この嫌な予感が的中。ダンゴ割れから5分ほど経過すると、突然本命のようにサオ先を押さえ込み戻らないアタリが出た。ところが正体は60cm超のボラ。そこで同じようなアタリは極力見送るが、待っているとサオごと海中に持っていかれそうになる。アワセを入れなくても勝手にオキアミを吸い込んでしまい、ボラの口掛かりが続く。
サシエをボケやサナギ、コーンとローテーションするが、同じようなパターンで掛かってくるのはボラばかり。太郎さんがこれほど連発でボラを掛けるところは初めて。こんな状況が午前中続いたので、しばらく場を休めることにした。

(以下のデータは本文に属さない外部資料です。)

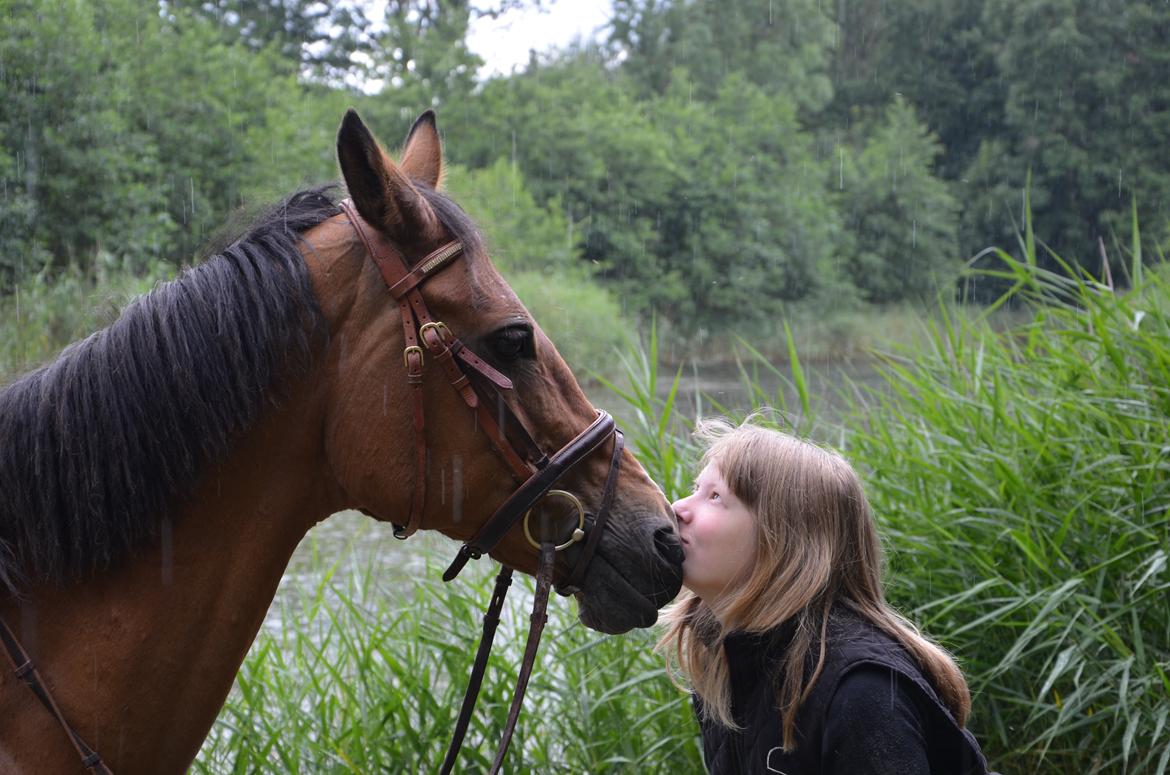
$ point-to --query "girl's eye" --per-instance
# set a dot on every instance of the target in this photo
(513, 343)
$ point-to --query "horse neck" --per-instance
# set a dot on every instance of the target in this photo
(142, 658)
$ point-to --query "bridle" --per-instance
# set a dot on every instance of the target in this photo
(476, 382)
(473, 378)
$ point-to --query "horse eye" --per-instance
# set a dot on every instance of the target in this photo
(513, 343)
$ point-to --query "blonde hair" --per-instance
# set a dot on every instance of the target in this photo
(816, 546)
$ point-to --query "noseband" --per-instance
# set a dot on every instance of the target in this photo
(536, 472)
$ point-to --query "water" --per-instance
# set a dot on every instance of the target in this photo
(722, 388)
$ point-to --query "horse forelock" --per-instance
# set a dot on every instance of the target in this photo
(104, 443)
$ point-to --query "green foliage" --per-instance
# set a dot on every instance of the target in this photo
(607, 165)
(539, 255)
(782, 48)
(45, 313)
(69, 191)
(522, 235)
(1020, 478)
(900, 218)
(749, 211)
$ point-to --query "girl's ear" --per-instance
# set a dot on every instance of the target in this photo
(380, 190)
(422, 151)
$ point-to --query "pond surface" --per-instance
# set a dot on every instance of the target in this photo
(334, 554)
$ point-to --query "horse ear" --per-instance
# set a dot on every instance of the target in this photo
(380, 191)
(422, 151)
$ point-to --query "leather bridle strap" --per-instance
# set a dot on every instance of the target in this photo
(538, 618)
(26, 671)
(490, 621)
(530, 492)
(593, 535)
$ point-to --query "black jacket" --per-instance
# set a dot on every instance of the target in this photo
(872, 711)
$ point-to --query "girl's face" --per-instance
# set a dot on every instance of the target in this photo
(717, 535)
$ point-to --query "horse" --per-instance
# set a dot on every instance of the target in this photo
(156, 477)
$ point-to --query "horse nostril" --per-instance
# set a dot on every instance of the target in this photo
(668, 547)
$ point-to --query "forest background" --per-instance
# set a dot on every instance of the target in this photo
(730, 172)
(718, 165)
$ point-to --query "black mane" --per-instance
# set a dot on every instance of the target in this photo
(101, 445)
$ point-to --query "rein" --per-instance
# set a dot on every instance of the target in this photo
(535, 472)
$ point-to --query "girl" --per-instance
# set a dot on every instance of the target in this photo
(798, 664)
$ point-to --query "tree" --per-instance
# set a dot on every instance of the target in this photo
(71, 192)
(779, 47)
(900, 217)
(1087, 111)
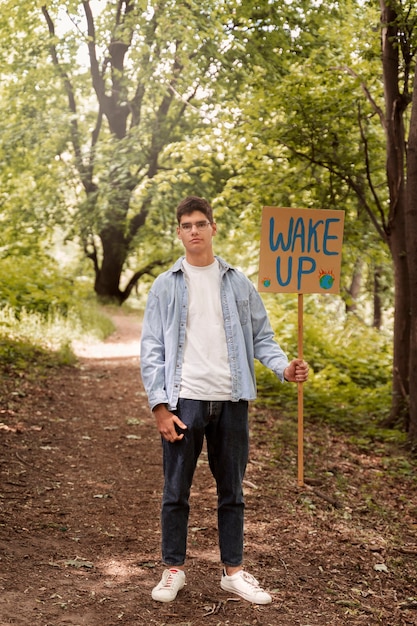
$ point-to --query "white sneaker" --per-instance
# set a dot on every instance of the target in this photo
(172, 581)
(245, 586)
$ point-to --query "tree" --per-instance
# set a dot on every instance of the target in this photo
(131, 84)
(326, 108)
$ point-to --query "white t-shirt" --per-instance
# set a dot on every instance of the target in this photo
(205, 369)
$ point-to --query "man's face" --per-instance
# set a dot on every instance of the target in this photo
(196, 232)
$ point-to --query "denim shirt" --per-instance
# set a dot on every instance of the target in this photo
(248, 332)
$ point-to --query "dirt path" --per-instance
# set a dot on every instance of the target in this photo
(79, 532)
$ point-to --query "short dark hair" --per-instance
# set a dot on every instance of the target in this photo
(194, 203)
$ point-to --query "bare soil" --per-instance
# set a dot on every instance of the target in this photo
(79, 512)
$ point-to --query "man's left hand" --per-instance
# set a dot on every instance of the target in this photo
(296, 371)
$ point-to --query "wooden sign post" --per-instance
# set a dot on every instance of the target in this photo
(301, 252)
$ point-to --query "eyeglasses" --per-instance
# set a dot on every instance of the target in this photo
(187, 226)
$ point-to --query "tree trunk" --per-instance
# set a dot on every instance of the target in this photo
(377, 321)
(411, 241)
(355, 287)
(395, 167)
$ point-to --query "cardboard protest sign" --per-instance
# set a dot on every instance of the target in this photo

休憩中、隣のイカダを見ると、遠めでもはっきりやり取りしている。ボラだろうと見ていると、タモに入ったのはクロダイだ。すぐに「隣のイカダで上がりましたよ」と太郎さんに言うと、「今回も隣のイカダか…」とため息が聞こえてきた。
ロングインターバルで45cm本命手中
「時合いかもしれないので再開しますか」と太郎さん。しかし状況に変化はなく、ボラのダンゴアタリは出るが、その後はさっぱりだった。
こんな状況が午後4時ごろまで続き「まさかボウズかも……」と思ったが、納竿までまだ2時間あるので大丈夫だろう。
「今まではインターバルが4~5分でしたが、一度10分のロングインターバルを試してみます」と太郎さん。エサはサナギの1個掛け。
5分が過ぎ、6分、7分と異常なし。そして8分が経過したところで、サオ先にフワッと前アタリが出た。ボラのスレアタリかと少し待っていると、やがサオ先を押さえ込む本アタリ。これをアワせると、ガツンときた。
姿を見せたのは45cmのクロダイ。「ロングインターバルが功を奏しましたね」と笑顔。